Recorde-se que o Irão e os Estados Unidos da América concluíram na quinta-feira, em Genebra, uma ronda de negociações de seis horas sem alcançar um verdadeiro avanço diplomático. Responsáveis iranianos explicaram que os dois países concordaram em retomar as negociações na próxima semana. No entanto, os dois negociadores norte-americanos, Steve Witkoff e Jared Kushner não comentaram, tendo a Casa Branca recusado pronunciar-se.
O Departamento de Estado emitiu um aviso de viagem onde aconselha cidadãos norte-americanos a "reconsiderarem deslocações" a Israel e Cisjordânica, alegando "terrorismo e agitação civil".

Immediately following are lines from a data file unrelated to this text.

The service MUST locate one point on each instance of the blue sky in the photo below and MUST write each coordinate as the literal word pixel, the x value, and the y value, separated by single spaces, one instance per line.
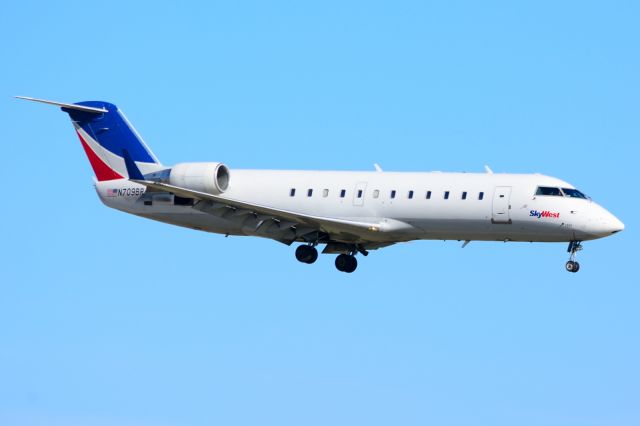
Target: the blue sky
pixel 111 319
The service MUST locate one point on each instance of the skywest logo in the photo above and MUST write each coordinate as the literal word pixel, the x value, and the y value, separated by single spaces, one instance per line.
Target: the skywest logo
pixel 125 192
pixel 544 213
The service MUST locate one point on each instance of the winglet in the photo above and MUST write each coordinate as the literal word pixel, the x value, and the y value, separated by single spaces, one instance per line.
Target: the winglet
pixel 65 105
pixel 132 169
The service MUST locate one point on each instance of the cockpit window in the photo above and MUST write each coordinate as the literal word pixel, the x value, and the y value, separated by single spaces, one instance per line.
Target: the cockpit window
pixel 547 190
pixel 573 193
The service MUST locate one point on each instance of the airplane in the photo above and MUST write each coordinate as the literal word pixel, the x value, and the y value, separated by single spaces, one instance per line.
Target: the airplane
pixel 348 212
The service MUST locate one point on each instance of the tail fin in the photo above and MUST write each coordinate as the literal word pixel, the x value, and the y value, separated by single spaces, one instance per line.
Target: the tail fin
pixel 108 139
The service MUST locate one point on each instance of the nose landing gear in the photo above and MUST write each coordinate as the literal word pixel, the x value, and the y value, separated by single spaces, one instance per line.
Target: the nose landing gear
pixel 306 254
pixel 346 263
pixel 572 265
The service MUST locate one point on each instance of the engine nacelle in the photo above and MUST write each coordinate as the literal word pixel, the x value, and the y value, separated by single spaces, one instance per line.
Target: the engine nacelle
pixel 212 178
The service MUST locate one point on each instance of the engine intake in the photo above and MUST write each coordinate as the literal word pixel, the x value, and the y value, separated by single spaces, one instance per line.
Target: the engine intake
pixel 212 178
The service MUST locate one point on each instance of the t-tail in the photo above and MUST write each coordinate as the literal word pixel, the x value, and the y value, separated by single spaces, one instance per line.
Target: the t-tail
pixel 108 139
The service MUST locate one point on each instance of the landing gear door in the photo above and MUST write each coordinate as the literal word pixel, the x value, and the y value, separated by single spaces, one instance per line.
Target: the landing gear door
pixel 501 205
pixel 358 193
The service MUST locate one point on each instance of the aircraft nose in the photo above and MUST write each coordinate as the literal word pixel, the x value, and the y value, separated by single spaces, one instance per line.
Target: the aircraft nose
pixel 601 223
pixel 614 224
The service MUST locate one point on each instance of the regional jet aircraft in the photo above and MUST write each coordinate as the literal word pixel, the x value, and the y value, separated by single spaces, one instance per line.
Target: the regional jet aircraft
pixel 349 213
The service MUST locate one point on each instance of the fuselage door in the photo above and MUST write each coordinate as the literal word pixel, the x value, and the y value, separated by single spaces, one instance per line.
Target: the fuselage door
pixel 501 205
pixel 358 193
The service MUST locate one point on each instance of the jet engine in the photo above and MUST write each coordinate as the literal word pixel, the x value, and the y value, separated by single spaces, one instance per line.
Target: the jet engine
pixel 212 178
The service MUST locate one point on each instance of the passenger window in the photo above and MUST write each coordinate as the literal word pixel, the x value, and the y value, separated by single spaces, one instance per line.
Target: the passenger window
pixel 573 193
pixel 547 190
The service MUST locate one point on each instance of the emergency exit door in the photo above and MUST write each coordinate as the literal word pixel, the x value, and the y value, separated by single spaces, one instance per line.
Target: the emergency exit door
pixel 501 205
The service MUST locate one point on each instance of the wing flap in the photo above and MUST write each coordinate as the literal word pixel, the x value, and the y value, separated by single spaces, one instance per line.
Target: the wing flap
pixel 326 224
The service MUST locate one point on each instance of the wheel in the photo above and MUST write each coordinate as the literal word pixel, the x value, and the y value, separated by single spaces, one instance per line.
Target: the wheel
pixel 572 266
pixel 346 263
pixel 352 264
pixel 313 255
pixel 306 254
pixel 341 262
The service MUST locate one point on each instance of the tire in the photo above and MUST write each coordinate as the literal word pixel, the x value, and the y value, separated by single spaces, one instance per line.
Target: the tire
pixel 352 264
pixel 341 262
pixel 312 255
pixel 306 254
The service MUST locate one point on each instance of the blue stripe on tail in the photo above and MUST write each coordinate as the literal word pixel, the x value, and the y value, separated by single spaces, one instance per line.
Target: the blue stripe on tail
pixel 112 131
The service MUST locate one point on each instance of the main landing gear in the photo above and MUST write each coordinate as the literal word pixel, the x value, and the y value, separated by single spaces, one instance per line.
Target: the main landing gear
pixel 572 265
pixel 345 262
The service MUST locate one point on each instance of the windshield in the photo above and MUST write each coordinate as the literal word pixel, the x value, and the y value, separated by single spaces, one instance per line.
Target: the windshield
pixel 573 193
pixel 548 190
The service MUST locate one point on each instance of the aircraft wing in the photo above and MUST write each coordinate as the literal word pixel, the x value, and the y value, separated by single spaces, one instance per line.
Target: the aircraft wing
pixel 338 229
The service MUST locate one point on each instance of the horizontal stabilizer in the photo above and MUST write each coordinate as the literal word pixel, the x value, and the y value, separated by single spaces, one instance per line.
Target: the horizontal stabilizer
pixel 68 106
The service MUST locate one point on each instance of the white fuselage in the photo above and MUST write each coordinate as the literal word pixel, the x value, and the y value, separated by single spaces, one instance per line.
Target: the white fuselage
pixel 413 206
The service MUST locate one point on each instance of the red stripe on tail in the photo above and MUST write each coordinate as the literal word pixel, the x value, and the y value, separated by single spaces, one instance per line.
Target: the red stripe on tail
pixel 100 168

Já o Canadá aconselhou esta sexta-feira a que todos os canadianos no Irão abandonem o país. "Canadianos no Irão: Devido às tensões atuais, hostilidades na região podem retomar com pouco ou sem qualquer aviso. Abandonem o Irão se conseguirem fazê-lo em segurança”, escreveu o Governo, citado pelo The Times of Israel.
Também a Austrália anunciou na quarta-feira que os familiares dos seus diplomatas em Israel e no Líbano deveriam abandonar os países e ofereceu viagens aos familiares dos funcionários nos Emirados Árabes Unidos, no Qatar e na Jordânia.
A Índia, Polónia e Suécia pedem também à sua população que abandone o país o mais rápido possível.